Ottawa (Ontario), le 28 janvier 2008
EN PRÉSENCE DE MONSIEUR LE JUGE PHELAN
ENTRE :
et
LE MINISTRE DE LA CITOYENNETÉ ET DE L’IMMIGRATION
MOTIFS DU JUGEMENT ET JUGEMENT
I. INTRODUCTION
[1] M. Rivera Pena (M. Rivera) est un ancien agent de la police nationale colombienne (la PNC). La Commission de l’immigration et du statut de réfugié (la Commission) a conclu qu’il y avait un fondement à la demande d’asile présentée par le demandeur, mais qu’il était interdit de territoire au motif qu’il existait des « raisons sérieuses de croire » qu’il était complice de la perpétration de crimes contre l’humanité.
II. CONTEXTE
[2] La Commission a accepté que, compte tenu de son affectation dans une région où la guérilla était active et de sa connaissance d’informateurs de la police s’y trouvant, le demandeur avait une crainte objectivement fondée des FARC. La Commission a également conclu que la protection de l’État était inexistante et que le demandeur n’avait pas de possibilité de refuge intérieur.

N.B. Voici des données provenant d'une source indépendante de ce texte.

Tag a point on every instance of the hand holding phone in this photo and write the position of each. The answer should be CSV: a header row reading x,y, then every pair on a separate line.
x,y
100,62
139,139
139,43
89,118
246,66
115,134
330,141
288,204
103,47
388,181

[3] Cependant, la Commission a aussi conclu que, pendant la période où le demandeur était en service, la PNC a perpétré des crimes contre l’humanité (par exemple, des meurtres, des actes de torture et/ou des actes inhumains contre des détenus, des manifestants, des paysans, des dirigeants syndicaux, des chefs autochtones et des mineurs). Ces actes étaient graves, généralisés et institutionnels. Bien qu’il n’ait pas été un acteur principal, le demandeur était complice, puisqu’il existait une intention commune et qu’il avait connaissance de ces actes.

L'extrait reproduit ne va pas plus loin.